The Grave: Redemption and Coming of age Everyone has that one person that they look up to as a child. In the short story “The Grave,” a young girl named Miranda grew up without a mother and is considered to be a tomboy. Her older brother, Paul, is that person she looks up to. She has a sort of epiphany after playing and digging through dirt in her grandfather’s old grave with her brother and finding a gold ring which gears her into discovering her femininity.
The author, Katherine Anne Porter uses symbolism to a great extent to illustrate the themes of redemption and Miranda’s epiphany of deciding to accept and embrace her existence as a woman.

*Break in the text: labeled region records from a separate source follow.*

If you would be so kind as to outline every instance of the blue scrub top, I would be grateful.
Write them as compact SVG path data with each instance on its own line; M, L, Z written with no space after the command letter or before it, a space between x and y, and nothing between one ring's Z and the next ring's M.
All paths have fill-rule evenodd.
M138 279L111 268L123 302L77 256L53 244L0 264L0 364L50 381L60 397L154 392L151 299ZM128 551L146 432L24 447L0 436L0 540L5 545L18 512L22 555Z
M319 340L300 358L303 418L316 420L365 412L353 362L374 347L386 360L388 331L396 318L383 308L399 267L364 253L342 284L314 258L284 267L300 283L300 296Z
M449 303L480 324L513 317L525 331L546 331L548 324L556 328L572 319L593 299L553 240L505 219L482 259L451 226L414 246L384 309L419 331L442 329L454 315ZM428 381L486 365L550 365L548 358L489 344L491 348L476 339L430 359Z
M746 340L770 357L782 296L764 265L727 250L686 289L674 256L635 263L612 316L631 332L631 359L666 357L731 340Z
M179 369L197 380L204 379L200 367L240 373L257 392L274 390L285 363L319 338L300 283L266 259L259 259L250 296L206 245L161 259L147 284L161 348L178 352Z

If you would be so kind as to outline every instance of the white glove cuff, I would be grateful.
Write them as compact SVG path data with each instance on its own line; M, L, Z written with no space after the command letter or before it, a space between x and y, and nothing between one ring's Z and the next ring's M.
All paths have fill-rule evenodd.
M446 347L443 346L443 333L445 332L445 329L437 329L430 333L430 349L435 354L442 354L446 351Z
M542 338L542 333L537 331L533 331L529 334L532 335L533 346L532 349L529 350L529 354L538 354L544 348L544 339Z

The main form of symbolism that porter uses in the story is Christian Symbolism. Prior to when Miranda and Paul explore the graves, Porter describes the cemetery by stating: “The cemetery had been a pleasant, small, neglected garden of tangled rose bushes and ragged cedar trees and cypress. . . ” (362). The description of the grave refers to the Garden of Eden which is a Christian Biblical setting.
Grubbs acknowledges that: “. . . Something that Miranda says about a snake following their exploration of the graves makes the Biblical connection almost obvious. “We [the reader] guess that there will be a fall however, when Miranda asks if she can ‘have the first snake’ in their hunt, suggesting the snake that led Eve to eat from the tree of knowledge” (Smith, Ed 3). This supports the theme of redemption to this Biblical reference. Miranda and Paul feel much like how Adam and Eve felt in The Fall of Eden; the reader can make this comparison by this quote in the short story saying: “. . The cemetery was no longer theirs, and they felt like trespassers” (Porter 363). When Adam and Eve begin to feel as if they have done a forbidden act, they start to have negative feelings such as shame and the fear of being discovered, just like Miranda and Paul, and how they do not want anyone to know that they have been playing in their grandfather’s grave. Grubbs points out the meaning of the graves being, “. . . symbols of experience . . . and one of the story’s many links to the fall” (2).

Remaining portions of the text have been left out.